Ainsi Rousseau reprend-il le thème aristotélicien. En effet, il critique ceux qui se disent forcés d’être criminels mais lui-même note que le criminel, une fois devenue tel, ne peut plus revenir en arrière (p.94). Il place donc une sorte de choix originel mystérieux qu’il attribue à la volonté. Ne faut-il pas dire aussi de ce choix qu’il ne pouvait pas ne pas être ? Macbeth se plaint que les actes mauvais entraînent d’autres actes mauvais (acte III, scène 2, v.56). Et on soutiendra qu’il s’est décidé, la première fois, influencé par Lady Macbeth, à assassiner le roi Duncan en sachant que c’est un « crime abominable » (deep damnation, I, 7, v.20). C’est qu’il hésite en apparence et le dramaturge nous livre ses réflexions. Mais sont-elles valables ? N’a-t-il pas forgé juste après les prédictions des Sœurs fatales (Weïrd Sisters) une certaine volonté de meurtre ? Cette volonté qui a du mal à se mettre en œuvre, qui s’objecte parfois le mal, précède en Macbeth ses actions. Elle n’est donc pas elle-même voulue. Quant à Thérèse, on voit bien par le fait qu’elle se pense comme un furet qui aime le sang (pp.316-317), qu’elle est aussi amenée à agir comme elle le fait par une sorte de volonté qui n’est pas une volonté de mal. C’est pourquoi elle dit d’elle-même qu’elle n’est pas méchante (p.316). Ce qu’elle veut, elle ne peut pas ne pas le vouloir à partir du moment où elle pense qu’il n’y a pas de bien moral puisque conscience et remords ne sont que des mots (p.291).
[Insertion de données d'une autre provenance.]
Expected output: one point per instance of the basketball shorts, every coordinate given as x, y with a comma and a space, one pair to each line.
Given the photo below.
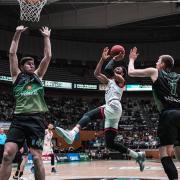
30, 127
112, 114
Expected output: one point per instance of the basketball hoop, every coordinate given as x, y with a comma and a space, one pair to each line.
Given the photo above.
30, 9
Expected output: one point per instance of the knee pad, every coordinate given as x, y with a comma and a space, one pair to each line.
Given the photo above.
169, 168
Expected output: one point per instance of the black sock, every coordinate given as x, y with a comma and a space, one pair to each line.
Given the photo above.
16, 173
169, 168
20, 174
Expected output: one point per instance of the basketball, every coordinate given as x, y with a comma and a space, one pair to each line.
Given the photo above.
116, 49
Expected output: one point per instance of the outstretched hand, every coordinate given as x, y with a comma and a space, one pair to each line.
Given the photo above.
133, 54
105, 54
119, 57
21, 28
45, 31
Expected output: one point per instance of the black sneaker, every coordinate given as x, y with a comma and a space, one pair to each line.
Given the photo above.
140, 160
53, 170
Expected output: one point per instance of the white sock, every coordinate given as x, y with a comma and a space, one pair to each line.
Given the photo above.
133, 154
75, 131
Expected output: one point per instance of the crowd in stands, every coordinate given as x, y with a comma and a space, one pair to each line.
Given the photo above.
137, 127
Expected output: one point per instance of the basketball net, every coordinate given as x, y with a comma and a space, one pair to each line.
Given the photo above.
30, 11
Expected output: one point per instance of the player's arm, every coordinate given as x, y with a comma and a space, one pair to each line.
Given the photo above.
147, 72
41, 70
109, 68
13, 60
119, 78
97, 73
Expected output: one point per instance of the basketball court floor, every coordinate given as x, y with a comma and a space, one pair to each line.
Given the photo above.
103, 170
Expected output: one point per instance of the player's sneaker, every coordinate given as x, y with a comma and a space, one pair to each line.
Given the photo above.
140, 160
66, 135
15, 177
53, 170
32, 169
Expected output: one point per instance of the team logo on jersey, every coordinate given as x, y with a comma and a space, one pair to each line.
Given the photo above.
29, 87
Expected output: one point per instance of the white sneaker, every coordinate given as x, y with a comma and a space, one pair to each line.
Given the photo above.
66, 135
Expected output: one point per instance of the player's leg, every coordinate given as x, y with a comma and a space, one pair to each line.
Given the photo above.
39, 171
8, 156
69, 136
1, 152
19, 160
53, 169
23, 164
35, 134
15, 138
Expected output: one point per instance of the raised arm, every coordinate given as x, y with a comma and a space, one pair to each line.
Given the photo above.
13, 60
97, 73
147, 72
41, 70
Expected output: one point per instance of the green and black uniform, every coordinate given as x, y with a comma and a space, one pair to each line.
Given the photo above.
28, 122
166, 91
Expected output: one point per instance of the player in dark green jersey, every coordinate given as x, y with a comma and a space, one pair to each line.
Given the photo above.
28, 121
166, 91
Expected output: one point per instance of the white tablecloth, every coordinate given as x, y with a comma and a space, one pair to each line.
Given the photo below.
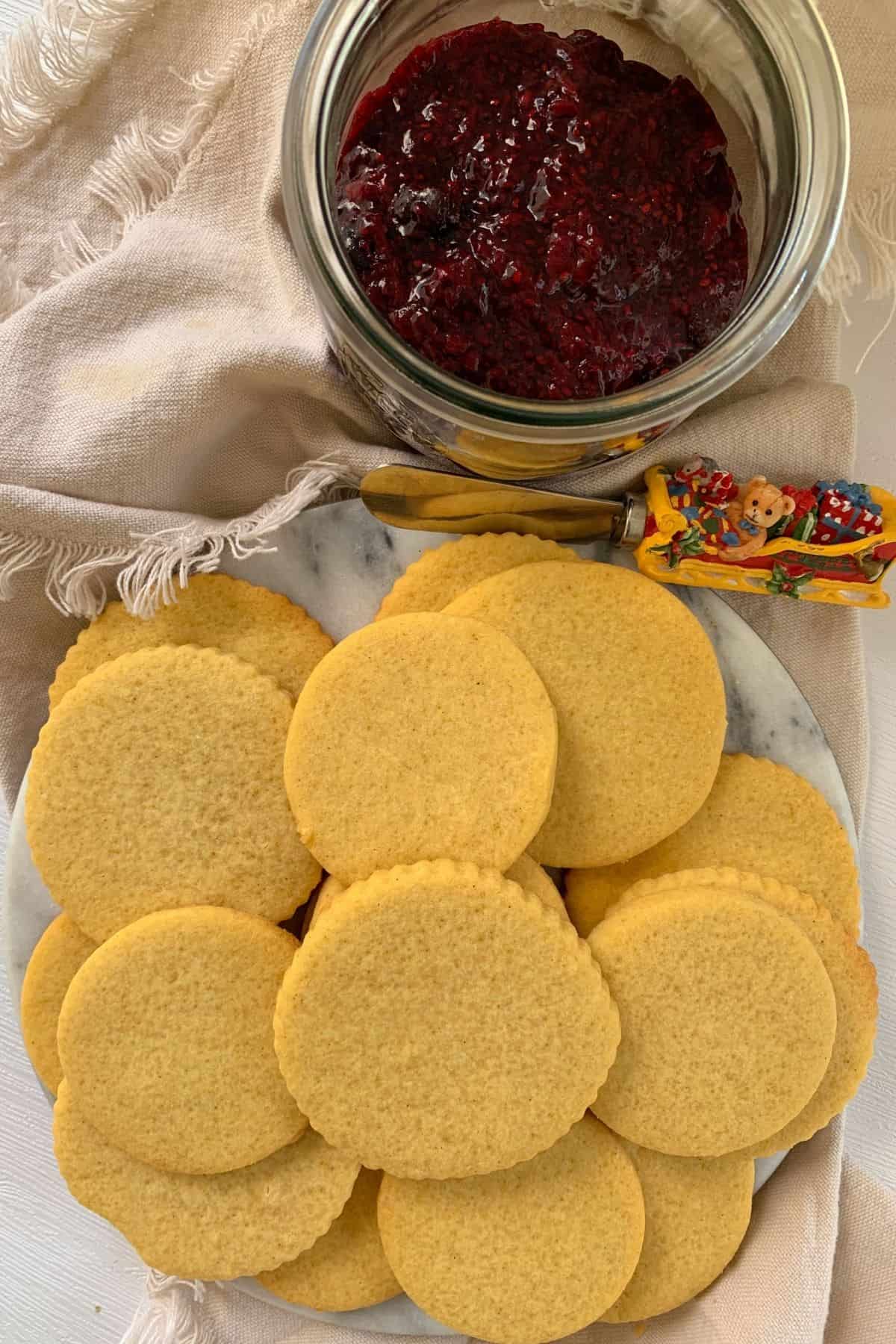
69, 1278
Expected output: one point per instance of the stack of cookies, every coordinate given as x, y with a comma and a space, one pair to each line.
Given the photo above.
528, 1113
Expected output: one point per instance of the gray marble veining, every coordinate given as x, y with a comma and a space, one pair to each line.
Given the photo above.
337, 562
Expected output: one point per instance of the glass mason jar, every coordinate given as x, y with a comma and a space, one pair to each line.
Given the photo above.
775, 67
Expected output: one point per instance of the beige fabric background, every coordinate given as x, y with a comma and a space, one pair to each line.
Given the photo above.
161, 367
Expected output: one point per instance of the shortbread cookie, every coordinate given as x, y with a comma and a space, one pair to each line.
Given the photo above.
346, 1268
214, 611
520, 1256
421, 737
696, 1216
167, 1041
444, 573
759, 818
223, 1226
441, 1021
620, 656
526, 871
158, 783
60, 953
852, 976
729, 1021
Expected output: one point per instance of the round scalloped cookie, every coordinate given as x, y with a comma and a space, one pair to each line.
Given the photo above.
166, 1039
214, 611
440, 1021
520, 1256
421, 737
444, 573
526, 871
852, 976
696, 1216
729, 1021
346, 1268
211, 1228
759, 818
620, 658
158, 783
60, 953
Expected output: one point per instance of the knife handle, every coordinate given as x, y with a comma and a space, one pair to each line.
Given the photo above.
828, 544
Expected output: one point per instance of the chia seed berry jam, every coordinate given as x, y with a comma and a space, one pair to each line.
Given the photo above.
541, 217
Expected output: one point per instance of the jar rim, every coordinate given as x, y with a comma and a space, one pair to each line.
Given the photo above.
821, 131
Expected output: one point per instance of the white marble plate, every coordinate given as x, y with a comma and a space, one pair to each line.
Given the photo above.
337, 562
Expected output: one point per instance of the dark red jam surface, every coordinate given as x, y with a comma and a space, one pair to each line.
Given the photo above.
541, 217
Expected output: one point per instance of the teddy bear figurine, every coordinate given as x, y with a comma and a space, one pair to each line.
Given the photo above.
748, 517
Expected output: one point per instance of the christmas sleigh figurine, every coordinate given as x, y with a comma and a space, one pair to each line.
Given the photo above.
832, 542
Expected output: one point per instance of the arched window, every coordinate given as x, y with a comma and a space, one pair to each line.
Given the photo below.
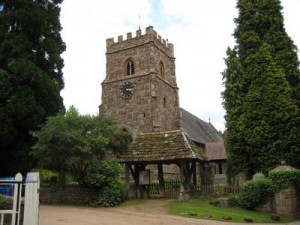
161, 70
129, 67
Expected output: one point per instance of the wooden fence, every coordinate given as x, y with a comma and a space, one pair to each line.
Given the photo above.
172, 188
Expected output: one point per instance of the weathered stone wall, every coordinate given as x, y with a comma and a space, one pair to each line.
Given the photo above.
68, 195
154, 105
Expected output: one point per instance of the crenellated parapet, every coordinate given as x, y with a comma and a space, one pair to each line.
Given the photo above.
140, 39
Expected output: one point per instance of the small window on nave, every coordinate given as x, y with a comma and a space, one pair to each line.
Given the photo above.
161, 70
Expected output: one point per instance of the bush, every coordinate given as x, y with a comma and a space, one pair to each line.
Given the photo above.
2, 200
284, 179
111, 195
255, 193
104, 176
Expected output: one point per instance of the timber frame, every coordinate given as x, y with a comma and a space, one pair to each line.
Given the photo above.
171, 147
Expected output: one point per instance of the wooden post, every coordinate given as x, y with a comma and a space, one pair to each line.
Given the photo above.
127, 179
194, 173
161, 180
185, 176
17, 200
31, 209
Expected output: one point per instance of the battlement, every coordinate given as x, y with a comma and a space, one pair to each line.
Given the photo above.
150, 33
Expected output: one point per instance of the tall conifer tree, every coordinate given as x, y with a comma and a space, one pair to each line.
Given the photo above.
30, 76
263, 128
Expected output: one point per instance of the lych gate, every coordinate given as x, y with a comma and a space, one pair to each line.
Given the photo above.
162, 148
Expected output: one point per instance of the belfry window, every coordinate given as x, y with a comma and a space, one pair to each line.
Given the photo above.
161, 70
130, 67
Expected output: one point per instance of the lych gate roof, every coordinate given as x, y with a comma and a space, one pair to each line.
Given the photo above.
162, 146
215, 150
198, 130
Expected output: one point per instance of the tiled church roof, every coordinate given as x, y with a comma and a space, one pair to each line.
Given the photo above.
198, 130
162, 146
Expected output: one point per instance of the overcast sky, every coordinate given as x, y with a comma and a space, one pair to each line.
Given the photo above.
200, 30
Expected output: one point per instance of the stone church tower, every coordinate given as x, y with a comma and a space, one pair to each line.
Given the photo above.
140, 88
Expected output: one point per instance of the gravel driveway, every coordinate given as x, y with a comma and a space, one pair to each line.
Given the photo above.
151, 212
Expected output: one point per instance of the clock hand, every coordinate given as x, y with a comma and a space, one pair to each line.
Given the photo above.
130, 89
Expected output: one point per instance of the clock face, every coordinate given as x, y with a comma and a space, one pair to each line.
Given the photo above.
127, 89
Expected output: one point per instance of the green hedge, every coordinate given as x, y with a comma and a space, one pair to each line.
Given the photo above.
284, 179
258, 192
255, 193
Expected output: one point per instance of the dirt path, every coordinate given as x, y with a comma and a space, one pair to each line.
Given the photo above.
151, 212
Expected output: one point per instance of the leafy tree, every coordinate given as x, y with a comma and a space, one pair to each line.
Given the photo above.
261, 96
72, 142
30, 76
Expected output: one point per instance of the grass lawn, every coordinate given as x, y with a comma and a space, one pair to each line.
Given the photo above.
203, 210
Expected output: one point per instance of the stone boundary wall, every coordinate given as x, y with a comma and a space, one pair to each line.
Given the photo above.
74, 195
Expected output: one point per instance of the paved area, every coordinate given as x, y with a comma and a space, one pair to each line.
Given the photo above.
151, 212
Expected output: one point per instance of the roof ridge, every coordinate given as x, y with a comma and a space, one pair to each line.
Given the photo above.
189, 146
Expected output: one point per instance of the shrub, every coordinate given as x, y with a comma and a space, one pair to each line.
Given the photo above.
104, 176
284, 179
255, 193
2, 200
233, 200
111, 195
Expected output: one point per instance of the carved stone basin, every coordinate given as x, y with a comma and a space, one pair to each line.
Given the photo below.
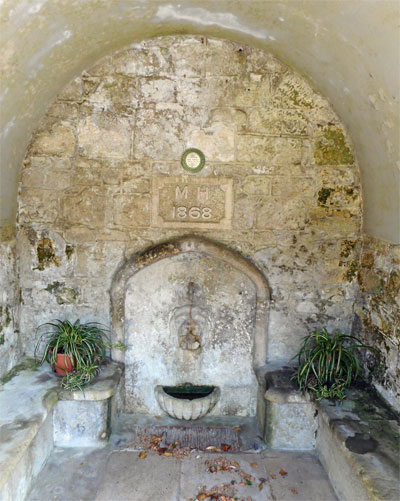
187, 401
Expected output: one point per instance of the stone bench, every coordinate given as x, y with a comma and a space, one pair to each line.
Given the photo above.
357, 441
290, 416
31, 404
358, 444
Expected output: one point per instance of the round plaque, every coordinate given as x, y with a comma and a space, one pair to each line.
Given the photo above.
193, 160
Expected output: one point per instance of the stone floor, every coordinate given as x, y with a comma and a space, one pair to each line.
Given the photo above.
122, 475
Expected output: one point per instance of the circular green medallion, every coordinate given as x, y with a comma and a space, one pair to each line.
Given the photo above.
193, 160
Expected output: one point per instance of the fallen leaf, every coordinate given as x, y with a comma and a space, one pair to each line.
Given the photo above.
212, 448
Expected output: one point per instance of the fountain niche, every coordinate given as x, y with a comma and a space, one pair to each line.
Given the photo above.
193, 316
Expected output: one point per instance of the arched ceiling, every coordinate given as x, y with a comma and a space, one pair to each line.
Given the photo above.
349, 50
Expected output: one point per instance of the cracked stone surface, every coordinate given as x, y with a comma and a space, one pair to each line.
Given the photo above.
104, 474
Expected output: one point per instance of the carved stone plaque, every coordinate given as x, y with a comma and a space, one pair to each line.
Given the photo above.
186, 202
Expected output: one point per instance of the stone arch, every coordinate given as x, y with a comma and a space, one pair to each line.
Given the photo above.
209, 248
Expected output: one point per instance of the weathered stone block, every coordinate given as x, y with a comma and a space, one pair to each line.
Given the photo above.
293, 187
224, 58
256, 185
46, 177
331, 147
291, 91
104, 135
252, 148
59, 141
281, 213
38, 205
158, 90
188, 57
132, 211
72, 91
116, 94
278, 122
84, 207
216, 142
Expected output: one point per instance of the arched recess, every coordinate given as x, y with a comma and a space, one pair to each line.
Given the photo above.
208, 248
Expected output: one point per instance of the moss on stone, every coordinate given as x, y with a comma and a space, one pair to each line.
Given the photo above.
7, 319
69, 250
323, 195
368, 260
27, 364
46, 254
351, 271
63, 295
331, 148
346, 247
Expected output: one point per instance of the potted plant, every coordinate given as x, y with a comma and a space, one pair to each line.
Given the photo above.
328, 363
74, 350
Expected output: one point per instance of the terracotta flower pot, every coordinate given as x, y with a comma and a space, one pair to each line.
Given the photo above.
63, 364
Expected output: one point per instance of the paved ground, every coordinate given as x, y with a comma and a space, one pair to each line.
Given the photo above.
125, 475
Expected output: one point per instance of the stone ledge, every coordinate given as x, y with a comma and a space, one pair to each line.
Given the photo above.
358, 444
25, 402
281, 388
290, 422
102, 388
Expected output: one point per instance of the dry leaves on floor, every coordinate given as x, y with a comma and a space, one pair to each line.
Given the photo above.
224, 492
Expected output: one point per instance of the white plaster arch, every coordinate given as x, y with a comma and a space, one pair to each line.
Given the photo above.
353, 64
200, 245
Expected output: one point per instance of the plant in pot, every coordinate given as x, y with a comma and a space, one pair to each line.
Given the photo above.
328, 363
75, 351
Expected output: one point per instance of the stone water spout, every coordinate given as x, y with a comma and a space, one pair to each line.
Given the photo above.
189, 321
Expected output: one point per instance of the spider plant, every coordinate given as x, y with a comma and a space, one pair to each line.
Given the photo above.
85, 345
80, 379
328, 363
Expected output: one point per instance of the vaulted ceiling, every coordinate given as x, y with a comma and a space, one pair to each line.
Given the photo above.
349, 50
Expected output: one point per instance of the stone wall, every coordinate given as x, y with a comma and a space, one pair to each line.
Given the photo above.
94, 165
378, 314
9, 302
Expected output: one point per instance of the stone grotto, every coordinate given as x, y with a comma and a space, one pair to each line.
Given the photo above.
212, 185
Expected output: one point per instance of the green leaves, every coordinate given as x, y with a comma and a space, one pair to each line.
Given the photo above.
85, 345
328, 364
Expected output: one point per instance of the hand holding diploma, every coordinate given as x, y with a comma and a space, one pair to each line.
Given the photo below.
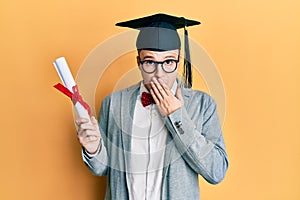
88, 129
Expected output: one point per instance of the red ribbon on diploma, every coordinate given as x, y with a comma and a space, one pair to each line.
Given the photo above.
75, 96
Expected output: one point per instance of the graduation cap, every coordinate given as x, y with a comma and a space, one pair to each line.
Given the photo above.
159, 33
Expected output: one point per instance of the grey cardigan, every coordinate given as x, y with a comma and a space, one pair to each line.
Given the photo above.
195, 145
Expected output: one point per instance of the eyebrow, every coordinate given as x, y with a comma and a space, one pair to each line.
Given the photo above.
152, 57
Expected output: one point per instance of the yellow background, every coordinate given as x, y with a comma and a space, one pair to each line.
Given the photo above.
255, 45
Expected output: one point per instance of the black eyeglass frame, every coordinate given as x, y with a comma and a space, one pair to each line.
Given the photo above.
156, 63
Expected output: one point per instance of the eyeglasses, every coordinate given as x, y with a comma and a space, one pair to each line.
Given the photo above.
150, 66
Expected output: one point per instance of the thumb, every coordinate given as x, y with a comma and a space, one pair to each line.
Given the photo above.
179, 94
93, 120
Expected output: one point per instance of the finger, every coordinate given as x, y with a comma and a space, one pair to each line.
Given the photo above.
89, 133
79, 121
156, 100
179, 94
88, 126
159, 87
165, 87
156, 92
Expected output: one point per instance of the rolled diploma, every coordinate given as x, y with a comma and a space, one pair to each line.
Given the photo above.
66, 77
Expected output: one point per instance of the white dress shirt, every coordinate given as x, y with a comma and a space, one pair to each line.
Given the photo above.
149, 136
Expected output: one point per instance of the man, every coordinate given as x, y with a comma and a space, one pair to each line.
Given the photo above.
156, 150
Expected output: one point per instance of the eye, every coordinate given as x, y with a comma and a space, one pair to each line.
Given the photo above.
169, 62
149, 62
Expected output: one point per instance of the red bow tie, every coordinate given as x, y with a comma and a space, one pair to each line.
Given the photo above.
147, 99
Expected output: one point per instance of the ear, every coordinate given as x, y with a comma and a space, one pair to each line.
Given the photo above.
138, 61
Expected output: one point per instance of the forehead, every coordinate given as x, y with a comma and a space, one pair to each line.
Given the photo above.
159, 54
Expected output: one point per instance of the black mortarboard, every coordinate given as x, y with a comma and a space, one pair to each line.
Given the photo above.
158, 33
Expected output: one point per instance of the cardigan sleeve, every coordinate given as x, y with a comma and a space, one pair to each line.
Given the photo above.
98, 162
198, 138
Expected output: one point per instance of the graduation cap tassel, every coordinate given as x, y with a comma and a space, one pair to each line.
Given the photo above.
187, 72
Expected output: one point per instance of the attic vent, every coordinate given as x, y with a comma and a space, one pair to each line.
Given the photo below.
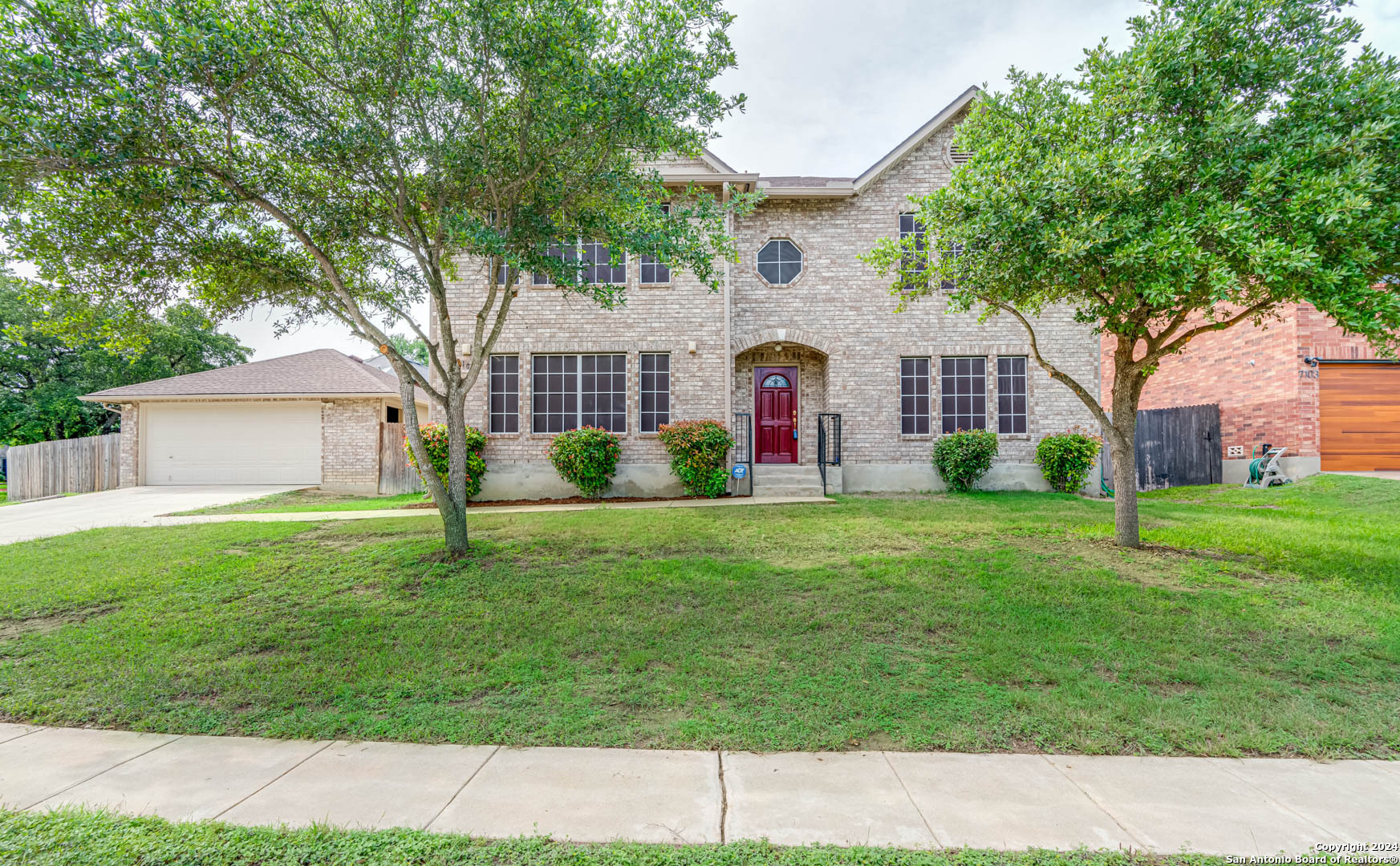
956, 157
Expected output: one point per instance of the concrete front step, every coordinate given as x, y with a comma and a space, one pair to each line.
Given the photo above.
793, 480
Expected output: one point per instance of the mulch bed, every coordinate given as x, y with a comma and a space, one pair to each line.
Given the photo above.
571, 501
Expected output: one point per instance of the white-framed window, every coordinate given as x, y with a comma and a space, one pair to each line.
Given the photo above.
578, 391
655, 391
964, 386
603, 266
915, 396
1011, 395
780, 262
505, 395
911, 227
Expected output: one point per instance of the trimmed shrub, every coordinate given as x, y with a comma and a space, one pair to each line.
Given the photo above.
964, 456
587, 458
434, 438
697, 451
1067, 458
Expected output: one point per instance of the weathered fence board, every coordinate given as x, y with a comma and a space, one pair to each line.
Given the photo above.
395, 473
48, 469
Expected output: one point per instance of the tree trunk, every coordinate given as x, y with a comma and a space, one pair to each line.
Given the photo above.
454, 511
1125, 483
1127, 391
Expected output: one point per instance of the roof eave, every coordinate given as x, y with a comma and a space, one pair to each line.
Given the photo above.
922, 135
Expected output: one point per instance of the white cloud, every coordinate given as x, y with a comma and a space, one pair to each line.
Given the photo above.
834, 84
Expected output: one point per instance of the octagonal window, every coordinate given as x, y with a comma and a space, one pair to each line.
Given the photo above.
780, 262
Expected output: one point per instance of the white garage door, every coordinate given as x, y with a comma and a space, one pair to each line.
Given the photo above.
231, 443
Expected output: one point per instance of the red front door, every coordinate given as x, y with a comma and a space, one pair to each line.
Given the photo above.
774, 392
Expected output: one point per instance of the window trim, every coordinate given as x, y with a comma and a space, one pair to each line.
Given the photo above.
642, 423
944, 394
578, 391
1025, 395
490, 395
780, 262
928, 395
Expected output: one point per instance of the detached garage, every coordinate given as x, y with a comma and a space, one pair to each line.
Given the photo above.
1360, 416
311, 419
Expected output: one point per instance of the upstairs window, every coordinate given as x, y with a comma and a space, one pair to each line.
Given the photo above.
964, 394
603, 266
909, 227
780, 262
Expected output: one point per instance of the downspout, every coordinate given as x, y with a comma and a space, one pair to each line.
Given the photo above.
728, 342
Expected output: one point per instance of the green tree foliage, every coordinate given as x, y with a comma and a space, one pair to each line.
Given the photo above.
43, 374
411, 349
1238, 157
964, 458
347, 160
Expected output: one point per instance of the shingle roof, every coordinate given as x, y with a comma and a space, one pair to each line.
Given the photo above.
801, 180
323, 372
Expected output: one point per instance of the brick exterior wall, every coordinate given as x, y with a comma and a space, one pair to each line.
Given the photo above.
351, 445
836, 323
129, 475
1257, 375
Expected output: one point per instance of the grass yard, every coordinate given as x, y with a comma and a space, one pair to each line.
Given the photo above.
1256, 623
80, 838
302, 500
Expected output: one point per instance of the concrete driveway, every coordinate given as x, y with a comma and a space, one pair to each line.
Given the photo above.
124, 507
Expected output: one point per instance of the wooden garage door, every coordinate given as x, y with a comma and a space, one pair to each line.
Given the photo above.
231, 443
1360, 417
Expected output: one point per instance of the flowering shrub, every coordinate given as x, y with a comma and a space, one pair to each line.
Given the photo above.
434, 438
697, 449
587, 458
964, 456
1067, 458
Le pervers, c’est le méchant systématique. Or, ce qui le rend possible, c’est qu’il poursuit ses propres fin envers et contre tout. Mais cette poursuite est peut-être bien le fruit d’une histoire singulière, d’une sorte de raté de l’existence. Thérèse en fait la théorie elle pour qui les hommes sont égoïstes. Elle suit sa passion et ne la détermine pas. C’est ce que le Contre explique avec l’idée qu’elle est une âme forte (p.349). Une passion l’entraîne, irrésistible. Autrui pour elle n’existe pas en tant que tel. Thérèse dans le milieu des servantes n’a pas pu ne pas apprendre à mal faire. Son récit sur les clients de l’auberge le montre. Rousseau qui a bien vu que la méchanceté s’alimentait du caractère social des passions nous présente un vicaire qui tombe dans le vice en suivant la nature puisque sa première faute aux yeux de la société l’amène au doute sur la morale et donc à tomber. Le récit de son jeune disciple est encore plus édifiant, lui qui commença par être agressé sexuellement dans un hospice. Quant aux Macbeth, ils sont l’un pour l’autre un modèle pour suivre la pente de leur désir. Lady Macbeth tente son mari qui cède à la tentation par amour pour sa femme. Et une fois la série de meurtre commencé, il perd son innocence et poursuit inéluctablement en énonçant l’absence de sens de la vie, ce « récit conté par un idiot, plein de son et furie, ne signifiant rien » (acte V, scène 5, v.25-27).

 

En un mot, le problème était de savoir s’il y a un sens d’accepter l’antique maxime que nous cite Aristote selon laquelle « Nul n’est volontairement pervers » puisqu’elle paraît innocenter l’homme alors que sa négation en fait un démon. On a d’abord vu que la thèse de l’absence de volonté perverse pouvait s’expliquer par le fait que les méchants ne peuvent sortir de leur méchanceté mais qu’il faut leur attribuer une volonté du mal. Celle-ci a pu nous apparaître comme un manque de volonté. Toutefois, si un tel défaut existe, la raison en est peut-être que la volonté n’est qu’une action faite en connaissance de cause. Or, l’action mauvaise apparaît nécessaire. Dès lors, l’antique maxime apparaît juste : il n’y a pas de perversité volontaire.